Ciò che ha spinto l’economista a prendere una posizione decisa contro il premier ai tempi delle elezioni “era la mia preoccupazione sugli elementi hindutva nell’agenda di Modi. Nonostante la retorica dica il contrario, ci sono stati casi di chiese attaccate, cerimonie di ghar wapsi. L’India si merita di meglio di questo. In tal senso, sono stato rassicurato? Temo di no”.

Nell’intervista, Amartya Sen racconta che i primi contatti con il problema della disuguaglianza di genere li ha avuti già da bambino, a scuola, dove “il primo ragazzo della classe [da cui deriva il titolo del libro, ndr] doveva essere per forza maschio, oltre che un vincente. Lo trovavo offensivo persino da piccolo”.
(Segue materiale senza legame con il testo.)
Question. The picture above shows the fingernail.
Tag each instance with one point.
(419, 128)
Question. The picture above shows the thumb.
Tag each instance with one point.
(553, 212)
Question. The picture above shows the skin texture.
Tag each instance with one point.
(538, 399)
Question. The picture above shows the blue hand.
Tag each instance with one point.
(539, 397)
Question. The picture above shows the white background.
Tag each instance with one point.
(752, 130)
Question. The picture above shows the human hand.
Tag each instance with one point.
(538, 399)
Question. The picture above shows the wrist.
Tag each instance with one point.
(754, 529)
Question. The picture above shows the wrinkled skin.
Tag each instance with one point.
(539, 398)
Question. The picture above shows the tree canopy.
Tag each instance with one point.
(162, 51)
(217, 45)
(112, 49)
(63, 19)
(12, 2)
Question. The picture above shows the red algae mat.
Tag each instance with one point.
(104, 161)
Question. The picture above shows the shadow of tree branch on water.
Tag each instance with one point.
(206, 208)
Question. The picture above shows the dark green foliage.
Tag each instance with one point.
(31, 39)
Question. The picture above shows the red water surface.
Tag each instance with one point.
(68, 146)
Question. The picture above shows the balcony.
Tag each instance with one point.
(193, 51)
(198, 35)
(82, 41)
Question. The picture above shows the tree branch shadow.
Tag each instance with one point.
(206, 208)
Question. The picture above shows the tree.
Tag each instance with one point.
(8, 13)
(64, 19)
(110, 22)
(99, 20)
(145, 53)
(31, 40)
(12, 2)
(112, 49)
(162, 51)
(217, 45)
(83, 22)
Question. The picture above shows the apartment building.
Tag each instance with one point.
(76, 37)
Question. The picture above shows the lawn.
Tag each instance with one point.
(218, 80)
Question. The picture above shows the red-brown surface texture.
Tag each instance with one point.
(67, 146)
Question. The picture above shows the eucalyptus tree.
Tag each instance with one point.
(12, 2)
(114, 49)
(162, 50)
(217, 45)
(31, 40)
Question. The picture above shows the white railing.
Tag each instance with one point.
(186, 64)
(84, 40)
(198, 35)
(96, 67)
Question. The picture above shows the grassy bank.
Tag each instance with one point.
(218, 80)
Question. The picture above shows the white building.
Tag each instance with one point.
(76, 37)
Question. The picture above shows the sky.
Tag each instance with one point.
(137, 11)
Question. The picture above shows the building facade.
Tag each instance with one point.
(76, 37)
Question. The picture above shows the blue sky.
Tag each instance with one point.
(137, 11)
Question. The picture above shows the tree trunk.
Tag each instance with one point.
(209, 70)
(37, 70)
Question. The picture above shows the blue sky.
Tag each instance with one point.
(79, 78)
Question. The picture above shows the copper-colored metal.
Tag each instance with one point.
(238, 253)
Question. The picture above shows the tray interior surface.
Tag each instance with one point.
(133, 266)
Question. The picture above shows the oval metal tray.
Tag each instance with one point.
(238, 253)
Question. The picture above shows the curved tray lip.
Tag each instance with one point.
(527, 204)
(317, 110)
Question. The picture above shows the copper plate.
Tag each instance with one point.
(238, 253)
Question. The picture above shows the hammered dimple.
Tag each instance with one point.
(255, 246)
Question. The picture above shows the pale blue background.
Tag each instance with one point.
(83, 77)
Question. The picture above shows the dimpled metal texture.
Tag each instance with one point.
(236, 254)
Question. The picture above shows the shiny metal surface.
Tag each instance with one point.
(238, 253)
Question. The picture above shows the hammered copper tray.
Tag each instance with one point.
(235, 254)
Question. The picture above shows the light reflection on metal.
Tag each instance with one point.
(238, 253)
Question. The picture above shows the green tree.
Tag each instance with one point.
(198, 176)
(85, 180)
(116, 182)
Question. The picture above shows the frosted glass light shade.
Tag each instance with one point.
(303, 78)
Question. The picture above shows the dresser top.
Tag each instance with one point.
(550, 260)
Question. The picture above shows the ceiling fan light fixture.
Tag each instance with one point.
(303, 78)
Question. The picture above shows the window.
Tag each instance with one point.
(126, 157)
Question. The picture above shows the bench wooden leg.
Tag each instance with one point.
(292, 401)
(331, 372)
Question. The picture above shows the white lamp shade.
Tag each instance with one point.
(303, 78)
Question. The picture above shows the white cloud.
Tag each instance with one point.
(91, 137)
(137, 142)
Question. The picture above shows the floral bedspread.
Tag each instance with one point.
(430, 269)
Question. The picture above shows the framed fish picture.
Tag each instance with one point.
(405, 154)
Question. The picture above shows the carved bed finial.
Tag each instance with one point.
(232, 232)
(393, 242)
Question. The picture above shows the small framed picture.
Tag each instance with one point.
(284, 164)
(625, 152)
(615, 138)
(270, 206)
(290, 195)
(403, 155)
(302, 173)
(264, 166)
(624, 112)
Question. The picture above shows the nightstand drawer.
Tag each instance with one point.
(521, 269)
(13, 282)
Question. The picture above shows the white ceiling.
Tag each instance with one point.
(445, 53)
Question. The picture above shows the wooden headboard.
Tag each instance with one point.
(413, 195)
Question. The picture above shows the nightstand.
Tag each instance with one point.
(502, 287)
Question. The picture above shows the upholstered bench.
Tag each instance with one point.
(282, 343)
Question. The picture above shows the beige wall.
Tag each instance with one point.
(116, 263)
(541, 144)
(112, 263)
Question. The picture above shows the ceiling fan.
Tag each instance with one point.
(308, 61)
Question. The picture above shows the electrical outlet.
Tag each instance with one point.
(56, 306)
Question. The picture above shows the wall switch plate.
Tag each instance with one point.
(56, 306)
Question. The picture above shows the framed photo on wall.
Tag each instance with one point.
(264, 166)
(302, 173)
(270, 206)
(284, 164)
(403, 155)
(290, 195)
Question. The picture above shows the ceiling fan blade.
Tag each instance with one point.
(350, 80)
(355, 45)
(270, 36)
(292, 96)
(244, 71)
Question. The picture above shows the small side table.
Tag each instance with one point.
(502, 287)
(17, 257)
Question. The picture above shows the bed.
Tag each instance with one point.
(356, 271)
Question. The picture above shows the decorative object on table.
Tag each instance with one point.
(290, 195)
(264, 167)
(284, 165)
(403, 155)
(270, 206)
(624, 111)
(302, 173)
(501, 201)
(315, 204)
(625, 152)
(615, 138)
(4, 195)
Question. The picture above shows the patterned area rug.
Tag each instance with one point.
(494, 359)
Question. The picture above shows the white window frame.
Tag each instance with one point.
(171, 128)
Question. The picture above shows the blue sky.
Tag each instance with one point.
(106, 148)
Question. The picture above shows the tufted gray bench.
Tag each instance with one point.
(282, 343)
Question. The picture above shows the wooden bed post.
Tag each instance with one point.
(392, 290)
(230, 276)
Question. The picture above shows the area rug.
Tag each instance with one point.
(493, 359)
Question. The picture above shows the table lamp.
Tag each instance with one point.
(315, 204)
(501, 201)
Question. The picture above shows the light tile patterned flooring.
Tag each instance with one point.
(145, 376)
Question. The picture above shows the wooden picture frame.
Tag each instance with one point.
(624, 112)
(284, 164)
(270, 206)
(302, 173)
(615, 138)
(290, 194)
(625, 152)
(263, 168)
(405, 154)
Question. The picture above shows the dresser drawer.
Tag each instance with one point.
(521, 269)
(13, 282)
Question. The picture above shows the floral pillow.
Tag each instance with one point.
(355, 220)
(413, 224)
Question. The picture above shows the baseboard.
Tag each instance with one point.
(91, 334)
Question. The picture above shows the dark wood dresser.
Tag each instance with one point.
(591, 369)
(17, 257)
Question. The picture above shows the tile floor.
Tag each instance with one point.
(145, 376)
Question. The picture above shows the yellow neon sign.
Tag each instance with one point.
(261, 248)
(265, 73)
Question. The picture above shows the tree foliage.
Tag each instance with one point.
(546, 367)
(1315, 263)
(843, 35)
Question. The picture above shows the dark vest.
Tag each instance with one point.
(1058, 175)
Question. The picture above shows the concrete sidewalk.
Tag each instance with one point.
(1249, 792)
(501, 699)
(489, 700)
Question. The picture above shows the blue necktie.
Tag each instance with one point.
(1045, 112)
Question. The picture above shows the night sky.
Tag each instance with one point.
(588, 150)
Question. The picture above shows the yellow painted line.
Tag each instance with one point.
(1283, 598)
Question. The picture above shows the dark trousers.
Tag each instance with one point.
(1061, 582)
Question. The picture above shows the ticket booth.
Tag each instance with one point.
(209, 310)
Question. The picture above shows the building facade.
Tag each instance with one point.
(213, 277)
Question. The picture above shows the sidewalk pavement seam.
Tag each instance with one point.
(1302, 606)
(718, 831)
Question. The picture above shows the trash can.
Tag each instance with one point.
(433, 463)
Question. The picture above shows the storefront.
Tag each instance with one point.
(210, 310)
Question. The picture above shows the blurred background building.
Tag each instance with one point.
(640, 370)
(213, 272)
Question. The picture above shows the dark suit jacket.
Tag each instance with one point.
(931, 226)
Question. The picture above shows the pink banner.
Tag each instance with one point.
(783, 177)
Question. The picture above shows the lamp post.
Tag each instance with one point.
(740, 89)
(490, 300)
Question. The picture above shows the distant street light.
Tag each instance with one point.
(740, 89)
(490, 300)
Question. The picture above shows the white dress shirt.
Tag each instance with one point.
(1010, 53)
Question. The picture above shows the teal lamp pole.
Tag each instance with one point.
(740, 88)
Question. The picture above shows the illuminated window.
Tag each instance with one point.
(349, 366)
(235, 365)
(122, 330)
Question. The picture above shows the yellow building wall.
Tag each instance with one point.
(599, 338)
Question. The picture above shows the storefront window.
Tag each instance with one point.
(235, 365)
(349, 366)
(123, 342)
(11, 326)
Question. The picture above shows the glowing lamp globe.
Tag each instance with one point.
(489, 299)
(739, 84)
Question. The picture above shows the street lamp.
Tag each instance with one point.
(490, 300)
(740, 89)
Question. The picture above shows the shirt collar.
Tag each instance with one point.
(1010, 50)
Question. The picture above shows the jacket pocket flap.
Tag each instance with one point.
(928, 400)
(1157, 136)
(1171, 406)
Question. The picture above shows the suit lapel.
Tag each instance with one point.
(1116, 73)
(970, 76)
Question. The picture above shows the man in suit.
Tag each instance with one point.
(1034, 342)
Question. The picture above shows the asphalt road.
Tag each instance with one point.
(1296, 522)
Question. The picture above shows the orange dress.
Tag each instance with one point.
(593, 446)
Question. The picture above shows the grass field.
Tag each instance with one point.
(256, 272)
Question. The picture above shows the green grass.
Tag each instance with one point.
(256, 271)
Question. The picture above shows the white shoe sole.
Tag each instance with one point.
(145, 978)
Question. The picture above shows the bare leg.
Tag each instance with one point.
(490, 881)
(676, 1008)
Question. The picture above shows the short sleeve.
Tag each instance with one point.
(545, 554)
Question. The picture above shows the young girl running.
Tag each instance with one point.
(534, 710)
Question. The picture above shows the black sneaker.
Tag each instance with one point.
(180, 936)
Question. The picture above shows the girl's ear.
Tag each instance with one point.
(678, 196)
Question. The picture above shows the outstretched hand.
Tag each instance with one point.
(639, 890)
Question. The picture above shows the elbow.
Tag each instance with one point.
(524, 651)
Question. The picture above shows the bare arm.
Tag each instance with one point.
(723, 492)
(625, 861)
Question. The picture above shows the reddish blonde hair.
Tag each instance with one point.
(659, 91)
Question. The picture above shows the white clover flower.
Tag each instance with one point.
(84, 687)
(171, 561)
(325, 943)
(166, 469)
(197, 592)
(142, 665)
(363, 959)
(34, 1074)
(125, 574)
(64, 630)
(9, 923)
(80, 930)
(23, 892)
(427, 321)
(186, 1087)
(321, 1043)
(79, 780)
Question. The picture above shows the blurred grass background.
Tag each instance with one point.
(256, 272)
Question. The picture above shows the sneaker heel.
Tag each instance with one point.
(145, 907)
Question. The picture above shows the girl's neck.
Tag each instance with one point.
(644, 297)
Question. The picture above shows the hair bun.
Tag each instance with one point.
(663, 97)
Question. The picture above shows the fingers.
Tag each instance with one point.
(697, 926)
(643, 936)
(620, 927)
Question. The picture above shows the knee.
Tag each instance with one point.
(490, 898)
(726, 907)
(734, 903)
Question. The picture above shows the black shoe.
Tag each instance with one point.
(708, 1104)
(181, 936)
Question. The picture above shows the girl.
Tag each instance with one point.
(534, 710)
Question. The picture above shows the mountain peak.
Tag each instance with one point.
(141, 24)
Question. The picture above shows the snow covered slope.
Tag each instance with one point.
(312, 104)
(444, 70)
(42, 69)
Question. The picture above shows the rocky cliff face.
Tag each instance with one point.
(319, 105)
Più avanti, da studente alla Presidency University di Calcutta e poi da insegnante all’università di Jadavpur, si è ritrovato “sconvolto non solo dalla disuguaglianza, ma dal fatto che le persone ne erano a conoscenza e la davano per assodata. Mi sono sentito dire che [il mio] era un punto di vista occidentale, che le donne indiane non pensavano a se stesse come individui, ma come un’estensione delle loro famiglie. Ho avuto una discussione alla Delhi School of Economics negli anni ’60 e ho detto che questa era una forma di estrema negazione dell’individualità di una persona, che è il bene più grande che abbiamo. Questo è il modo in cui la disuguaglianza sopravvive, trasformando i diseredati nei sostenitori della disuguaglianza”.